Although the two have not gone to school together for some time, their growth and similarities on the pitch are uncanny. Both play roughly the same position, attacking center mid, and both of their high school coaches have similar things to say about the two.
Austin began accumulating caps as a young, scrawny freshman and now has the chance to win 100 games in his high school career. His head coach, Rik Tozzi, has had the chance to watch him since his arrival at Springs, and knows his game better than almost anyone.
“Austin is a true No. 10,” said Tozzi said of his senior midfielder. “What that means is he’s basically the quarterback of the team. He brings three qualities you want any No. 10 to have. First is vision, the ability to see the game developing. Second is his ability to get forward in the attack. The third thing, which is really important, is his ability to calm the game down with his passing. Soccer, especially at the high school level, can get frenetic, and you need someone who can take the air out of the ball and calm things down. He’s a coach’s dream.”
Oak Mountain head coach David DiPiazza has similar praise to give Julia. DiPiazza has won 12 Alabama high school state titles as a player and a coach, and has been around high school soccer for the majority of his life, and believes Julia to be among the best he’s ever seen.
“She’s the best player I’ve ever coached,” DiPiazza said. “She is an extremely intelligent soccer player, her detail and her study of the game is incredible. She’ll go and watch other teams play like I do. I go and scout our opposition; Julia goes and scouts our opposition. She’s constantly seeing how she can get better, and I’ve never seen a guy or a girl really do that like she does. She’s a very intelligent player, but what she can do with the ball is nothing I’ve really seen a girl soccer player do. Her thought, her ability to hit a pass, the weight of the pass, the accuracy of the pass, she does things with a ball that I’ve probably seen three high school players do who play her position.”

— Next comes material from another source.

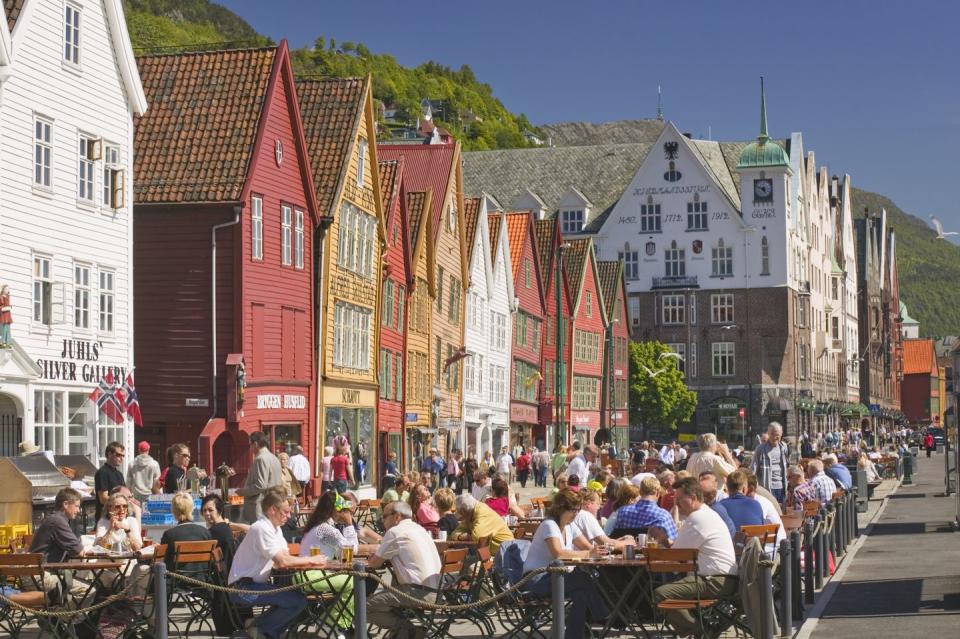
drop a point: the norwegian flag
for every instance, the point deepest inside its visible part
(132, 400)
(109, 398)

While the schools they represent are on opposite ends of the spectrum in terms of size, the way they both play the game is almost identical.
Divide and Conquer
The Pack siblings themselves don’t get to see the other play all that often. Last season, Austin got to watch Julia win her second-straight state title after Springs was eliminated by eventual 1A-3A champion Westminster, but as a general rule the two rarely get the chance to stop and be spectators for the other. Divide and conquer has been the mantra of the Pack family over the last few years, with Scott and Melanie routinely splitting up to watch their children play.
At the culmination of this season, however, Austin will leave the high school ranks to join the men’s soccer team at Wheaton College outside of Chicago. The time remaining where both Pack children are in high school is rapidly waning, and the chance for either to see the other in a high school uniform will either be impossible in Julia’s case, or difficult in Austin’s as he will be at school some 700 miles away. While both would no doubt relish the chance to watch the other play more than they do, if all goes to plan this season and both teams make deep playoff runs, success could actually be measured by how few games the two get to watch.

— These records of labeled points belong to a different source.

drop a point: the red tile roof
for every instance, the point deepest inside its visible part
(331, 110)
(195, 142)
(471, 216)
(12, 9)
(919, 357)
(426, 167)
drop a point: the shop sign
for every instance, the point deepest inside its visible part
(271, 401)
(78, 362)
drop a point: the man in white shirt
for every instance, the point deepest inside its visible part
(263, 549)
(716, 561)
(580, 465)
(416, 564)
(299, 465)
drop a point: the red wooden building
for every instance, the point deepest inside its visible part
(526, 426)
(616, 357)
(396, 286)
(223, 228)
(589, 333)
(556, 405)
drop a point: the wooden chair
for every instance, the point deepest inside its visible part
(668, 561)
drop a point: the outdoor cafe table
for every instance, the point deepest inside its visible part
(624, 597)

The 1A-3A boys championship game this season is slated for May 13 at 7:30 p.m., while the 7A girls championship game will take place on May 14 at 10 a.m. If both teams make it that far, the Packs will not have to run frantically back and forth between two fields this year time around, and Austin and Julia will get the chance to stop and watch the other. While neither are promised storybook endings to this season, betting against either one seems like a mistake.
After all, they have been here before.